We believe that Monster Worldwide failed to innovate and evolve in this dynamic online job industry, which is partly responsible for its downfall. It failed to capture the most desirable segment of college going students, while LinkedIn seized this opportunity.
Social Media Battle
Average revenue per user
While there are different ways to compare social media companies, we believe that average revenue per user, or ARPU, is the most appropriate way. ARPU is the measure of average revenue generated by each user annually. This is because, companies may have a large user base, but it is only meaningful when they are generating revenue for the company. In 2012, LinkedIn showed a 39% increase in its ARPU to $4.82, even surpassing social media giant Facebook. Though LinkedIn's user base grew by 39%, the revenue showed a massive growth of 86% in 2012. Meanwhile, Facebook's ARPU increased 9% with 37% year-over-year revenue increase in 2012. Facebook has a large user base of 1.15 billion as compared to LinkedIn's 238 million users; therefore, Facebook's ARPU growth is slowing down.
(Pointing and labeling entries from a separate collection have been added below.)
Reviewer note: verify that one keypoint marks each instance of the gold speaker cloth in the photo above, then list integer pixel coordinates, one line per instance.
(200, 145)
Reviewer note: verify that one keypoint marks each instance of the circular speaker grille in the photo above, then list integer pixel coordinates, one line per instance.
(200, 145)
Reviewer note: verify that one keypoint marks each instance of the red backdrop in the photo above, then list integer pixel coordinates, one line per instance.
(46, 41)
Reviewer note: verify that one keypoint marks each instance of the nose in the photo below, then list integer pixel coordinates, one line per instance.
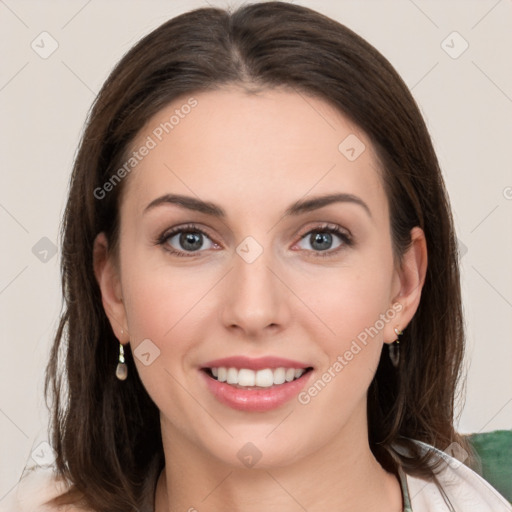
(256, 300)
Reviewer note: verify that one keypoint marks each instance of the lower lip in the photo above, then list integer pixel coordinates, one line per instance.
(255, 400)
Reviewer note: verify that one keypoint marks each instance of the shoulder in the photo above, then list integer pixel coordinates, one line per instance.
(35, 488)
(456, 487)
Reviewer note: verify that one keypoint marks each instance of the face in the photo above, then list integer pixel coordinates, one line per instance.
(287, 270)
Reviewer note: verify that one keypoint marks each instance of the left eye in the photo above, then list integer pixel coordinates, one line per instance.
(323, 240)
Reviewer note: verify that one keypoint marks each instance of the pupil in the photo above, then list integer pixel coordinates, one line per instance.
(191, 241)
(321, 241)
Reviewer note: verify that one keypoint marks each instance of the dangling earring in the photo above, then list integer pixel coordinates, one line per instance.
(122, 369)
(394, 349)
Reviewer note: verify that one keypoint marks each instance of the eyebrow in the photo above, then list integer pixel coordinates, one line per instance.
(297, 208)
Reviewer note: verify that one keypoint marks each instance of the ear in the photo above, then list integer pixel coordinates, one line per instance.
(108, 278)
(409, 280)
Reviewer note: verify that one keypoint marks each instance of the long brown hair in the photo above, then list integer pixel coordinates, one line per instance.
(106, 433)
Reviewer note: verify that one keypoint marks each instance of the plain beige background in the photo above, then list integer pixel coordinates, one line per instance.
(464, 93)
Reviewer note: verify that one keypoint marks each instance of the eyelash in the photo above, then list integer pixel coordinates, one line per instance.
(346, 239)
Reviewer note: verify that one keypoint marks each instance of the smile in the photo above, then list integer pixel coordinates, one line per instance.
(246, 378)
(255, 385)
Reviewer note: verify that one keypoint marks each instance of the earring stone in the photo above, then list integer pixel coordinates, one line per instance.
(122, 369)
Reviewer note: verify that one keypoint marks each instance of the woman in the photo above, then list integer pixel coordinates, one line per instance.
(262, 291)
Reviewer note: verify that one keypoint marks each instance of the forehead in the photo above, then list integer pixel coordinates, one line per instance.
(228, 145)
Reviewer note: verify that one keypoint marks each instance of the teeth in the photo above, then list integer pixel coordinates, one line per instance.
(261, 378)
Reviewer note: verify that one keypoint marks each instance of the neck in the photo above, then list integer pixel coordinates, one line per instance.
(343, 475)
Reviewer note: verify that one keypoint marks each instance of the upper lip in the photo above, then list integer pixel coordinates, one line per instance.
(258, 363)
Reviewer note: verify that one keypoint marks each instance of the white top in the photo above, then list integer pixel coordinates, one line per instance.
(460, 490)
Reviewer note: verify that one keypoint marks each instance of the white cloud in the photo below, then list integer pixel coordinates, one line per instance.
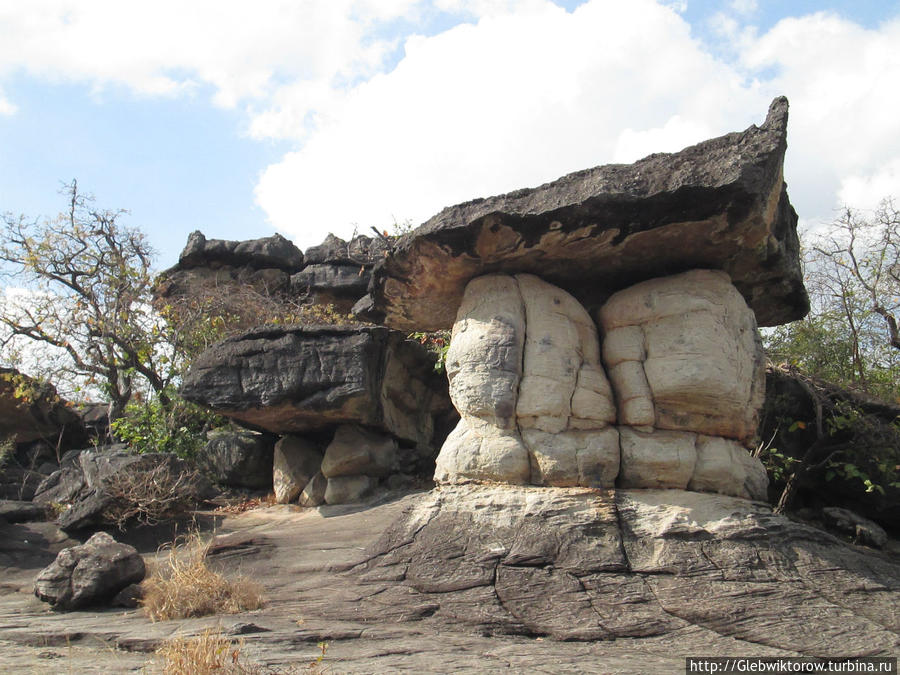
(241, 49)
(866, 191)
(515, 100)
(521, 94)
(6, 106)
(844, 131)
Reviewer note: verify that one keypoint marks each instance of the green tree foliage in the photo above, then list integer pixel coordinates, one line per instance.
(89, 280)
(850, 338)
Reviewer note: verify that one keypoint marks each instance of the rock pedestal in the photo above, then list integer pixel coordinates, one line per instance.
(686, 379)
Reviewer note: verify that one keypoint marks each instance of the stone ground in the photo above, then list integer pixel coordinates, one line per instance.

LinkedIn has posted a 110% year to date, or YTD, increase. If we look at LinkedIn, it has a P/E of 916.81, 33 times the Industry P/E of 26.9. Investors might be confused with such a large number, but LinkedIn possess significant potential and hasn't disappointed, showing 81% increase in net income in 2012. Also, take a look at its forward P/E of 109.60, which is one-eighth of its trailing P/E, indicating high growth of LinkedIn's future earnings.
The number and the results speak from themselves in the case of LinkedIn. And, despite achieving such a feat, it is still looking to grow its sales and subscriber base through various initiatives. We believe that this company will continue to grow due to its ability to innovate and release new products at a rapid pace. Facebook has seen a significant growth in its mobile advertising that will help maintain its growth trajectory in the coming years. We believe these two stocks are worth having in your portfolio. On the other hand, Monster Worldwide has not been a delight for investors, and its earnings continue to slide down. This stock is a hold for investors.
Disclosure: I have no positions in any stocks mentioned, and no plans to initiate any positions within the next 72 hours. I wrote this article myself, and it expresses my own opinions. I am not receiving compensation for it (other than from Seeking Alpha). I have no business relationship with any company whose stock is mentioned in this article.
Additional disclosure: Fusion Research is a team of equity analysts. This article was written by Rohit G., one of our research analysts. We did not receive compensation for this article (other than from Seeking Alpha), and we have no business relationship with any company whose stock is mentioned in this article.